The US currency is under pressure again. According to statistics, economic recovery of the United States is slowing down, bringing about the negative moods towards the greenback. Besides that, news from Europe stole the spotlight. After Spain successfully sold its bonds, investors felt encouraged that indebted nations can hold their own ground.
Fed statements that the prospective for the US economic recovery is changing for the worse proved to be correct. Increasing number of jobless claims, the US Producer Price Index fall (0,5% in June), inflationary pressure decrease, and considerable manufacturing activity slowdown in New York and Philadelphia discredited dollar.
New data on consumer inflation is being released today. Consumer Price Index (CPI) is expected to gain 0.1% m/m and 1.2% y/y after earlier -0,2% m/m and 2.0% y/y.
If the data turns out to be below expectations, the buck will sell out again. The Consumer Confidence Index from Michigan University is also going to draw everybody’s attention. If it drops, the greenback will extend its losses.
EUR
The euro has hit a two-month high verses dollar during a Thursday session, making a 200-point profit against the buck. An auction in Spain, where its government bonds were successfully sold out, assured the investors that Europe is still able to tame the deficits, which restricts economic growth. It allowed so-called “PIIGS” countries to get back on the right track and begin to attract capital in the open market.

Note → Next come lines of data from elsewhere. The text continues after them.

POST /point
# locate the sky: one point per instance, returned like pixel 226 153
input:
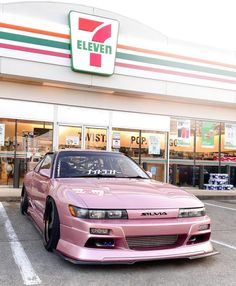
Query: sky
pixel 207 22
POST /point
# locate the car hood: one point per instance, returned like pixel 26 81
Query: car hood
pixel 111 193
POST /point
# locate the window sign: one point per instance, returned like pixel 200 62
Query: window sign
pixel 72 140
pixel 116 140
pixel 154 145
pixel 2 134
pixel 183 132
pixel 208 135
pixel 230 136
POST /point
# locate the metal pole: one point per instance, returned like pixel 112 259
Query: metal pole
pixel 194 154
pixel 140 146
pixel 16 174
pixel 219 150
pixel 167 157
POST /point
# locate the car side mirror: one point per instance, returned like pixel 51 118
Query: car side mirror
pixel 45 172
pixel 149 174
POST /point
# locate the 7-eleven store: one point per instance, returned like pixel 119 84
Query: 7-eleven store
pixel 168 104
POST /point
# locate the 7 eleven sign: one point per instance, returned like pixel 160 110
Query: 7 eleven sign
pixel 93 43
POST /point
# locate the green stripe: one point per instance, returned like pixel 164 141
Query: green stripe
pixel 173 64
pixel 119 55
pixel 36 41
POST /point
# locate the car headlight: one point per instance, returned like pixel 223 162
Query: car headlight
pixel 192 212
pixel 97 214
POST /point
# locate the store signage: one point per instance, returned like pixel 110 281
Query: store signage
pixel 183 133
pixel 154 145
pixel 93 43
pixel 230 136
pixel 72 140
pixel 2 134
pixel 208 134
pixel 116 140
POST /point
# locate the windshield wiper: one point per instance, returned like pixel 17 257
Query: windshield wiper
pixel 136 177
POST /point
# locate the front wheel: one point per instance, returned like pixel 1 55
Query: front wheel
pixel 51 233
pixel 24 203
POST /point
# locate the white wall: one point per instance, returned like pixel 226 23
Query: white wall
pixel 133 103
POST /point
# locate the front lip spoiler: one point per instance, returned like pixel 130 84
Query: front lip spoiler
pixel 79 262
pixel 214 252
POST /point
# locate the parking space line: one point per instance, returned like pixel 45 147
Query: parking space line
pixel 217 206
pixel 224 244
pixel 21 259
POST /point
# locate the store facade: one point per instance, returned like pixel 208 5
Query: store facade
pixel 169 105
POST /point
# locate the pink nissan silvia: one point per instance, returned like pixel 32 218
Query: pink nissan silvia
pixel 101 207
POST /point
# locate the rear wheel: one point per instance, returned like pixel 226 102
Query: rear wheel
pixel 51 233
pixel 24 203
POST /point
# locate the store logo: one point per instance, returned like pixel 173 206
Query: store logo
pixel 93 43
pixel 153 213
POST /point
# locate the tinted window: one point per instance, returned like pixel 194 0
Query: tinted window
pixel 47 162
pixel 85 164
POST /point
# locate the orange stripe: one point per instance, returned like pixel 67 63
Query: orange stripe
pixel 175 56
pixel 31 30
pixel 146 51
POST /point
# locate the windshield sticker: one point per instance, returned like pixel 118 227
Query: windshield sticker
pixel 102 172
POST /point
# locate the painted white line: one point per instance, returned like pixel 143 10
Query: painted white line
pixel 224 244
pixel 27 272
pixel 221 207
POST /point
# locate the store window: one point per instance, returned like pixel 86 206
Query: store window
pixel 95 138
pixel 181 144
pixel 228 150
pixel 34 139
pixel 22 145
pixel 70 137
pixel 7 151
pixel 146 147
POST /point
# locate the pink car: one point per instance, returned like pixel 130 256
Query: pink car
pixel 101 207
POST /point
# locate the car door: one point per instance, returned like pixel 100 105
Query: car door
pixel 40 185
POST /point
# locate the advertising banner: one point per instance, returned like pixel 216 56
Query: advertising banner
pixel 154 145
pixel 208 135
pixel 116 140
pixel 72 140
pixel 230 136
pixel 183 133
pixel 2 134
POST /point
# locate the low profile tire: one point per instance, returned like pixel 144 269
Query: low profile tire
pixel 51 232
pixel 24 203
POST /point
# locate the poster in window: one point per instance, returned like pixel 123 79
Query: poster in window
pixel 183 133
pixel 72 140
pixel 116 140
pixel 230 136
pixel 2 134
pixel 208 139
pixel 154 145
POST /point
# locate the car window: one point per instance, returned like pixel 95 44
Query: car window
pixel 47 162
pixel 75 164
pixel 36 169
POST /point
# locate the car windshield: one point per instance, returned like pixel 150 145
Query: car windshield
pixel 71 164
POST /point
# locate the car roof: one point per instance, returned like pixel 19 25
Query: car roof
pixel 88 151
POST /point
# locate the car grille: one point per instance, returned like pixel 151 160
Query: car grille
pixel 152 242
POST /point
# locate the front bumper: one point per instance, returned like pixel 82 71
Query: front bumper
pixel 73 240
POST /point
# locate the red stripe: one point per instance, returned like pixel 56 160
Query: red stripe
pixel 35 51
pixel 156 70
pixel 88 25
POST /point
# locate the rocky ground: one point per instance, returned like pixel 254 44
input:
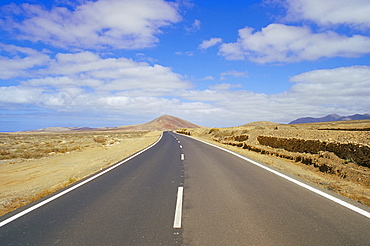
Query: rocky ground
pixel 334 155
pixel 33 165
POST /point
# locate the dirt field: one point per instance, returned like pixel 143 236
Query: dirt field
pixel 333 155
pixel 33 165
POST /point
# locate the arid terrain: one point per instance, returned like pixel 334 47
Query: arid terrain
pixel 34 164
pixel 333 155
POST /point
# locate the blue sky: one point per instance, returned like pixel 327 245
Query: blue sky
pixel 214 63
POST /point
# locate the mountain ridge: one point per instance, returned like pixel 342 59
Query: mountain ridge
pixel 330 117
pixel 162 123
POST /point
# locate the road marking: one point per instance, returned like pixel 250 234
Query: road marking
pixel 24 212
pixel 178 211
pixel 308 187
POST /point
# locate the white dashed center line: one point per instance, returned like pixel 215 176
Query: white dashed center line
pixel 178 211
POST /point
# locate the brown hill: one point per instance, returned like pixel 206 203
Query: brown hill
pixel 163 123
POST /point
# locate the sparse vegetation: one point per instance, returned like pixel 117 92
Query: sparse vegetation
pixel 37 145
pixel 34 165
pixel 334 155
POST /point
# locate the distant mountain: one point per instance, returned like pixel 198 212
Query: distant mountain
pixel 163 123
pixel 62 129
pixel 331 117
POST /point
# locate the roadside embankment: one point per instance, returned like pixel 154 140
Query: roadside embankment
pixel 35 165
pixel 336 159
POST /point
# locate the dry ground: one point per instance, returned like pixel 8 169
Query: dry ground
pixel 33 165
pixel 299 152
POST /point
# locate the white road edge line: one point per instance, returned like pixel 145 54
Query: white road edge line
pixel 178 210
pixel 308 187
pixel 24 212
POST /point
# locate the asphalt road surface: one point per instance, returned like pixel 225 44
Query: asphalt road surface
pixel 185 192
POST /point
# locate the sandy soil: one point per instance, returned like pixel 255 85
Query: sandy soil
pixel 24 180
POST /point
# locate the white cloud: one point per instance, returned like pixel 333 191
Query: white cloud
pixel 330 12
pixel 194 27
pixel 209 43
pixel 209 77
pixel 282 43
pixel 234 73
pixel 224 86
pixel 19 61
pixel 317 93
pixel 128 24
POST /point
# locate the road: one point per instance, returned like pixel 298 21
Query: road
pixel 226 200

As for the EU’s current unemployment rate, it still remains at a 12-year high (close to 10%). Today there are only few messages on the EU’s economy coming out. External trade main release warns about a possible trade balance surplus decrease from 1.6 to 1.4 billion. European bank stress tests are in focus too. The results will be issued today.
GBP
The British pound was left behind the euro during the last session and is now consolidating almost 200 pips against dollar. Negative data released on the dollar opened the sterling a path to new recent highs. There haven’t been very many statistics from the “Isles” recently. Even though David Miles, the Bank of England policymaker, stated it was not reasonable to raise interest rates in Britain, it put no pressure on the pound. Today, we are not expecting any breaking news from Great Britain either. The technical picture can influence the pound in a way that profit taking remains at strong resistance levels.
JPY
The Japanese yen strengthened against the US dollar on Thursday’s session, reaching annual high because of the US poor economic recovery rates on the one hand and a positive picture of Japanese economy on the other.
The Bank of Japan announced that it decided to leave key interest rates unchanged and Shirakawa, its Governor, made a statement that the economy is on a recovery track and the Japanese currency is strengthening. Nevertheless, today’s data leaves much to be desired. The PMI index fell by 0.9% in May, after it had gained 2.4% earlier; retail sales dropped to -6.0% in June. The yen still has a chance to continue growth, but investors doubt that the Japanese government will sit back and watch the currency strengthen. So it will probably adjust to yesterday’s growth, especially today - the last trading day - when the market is not likely to risk on weekends.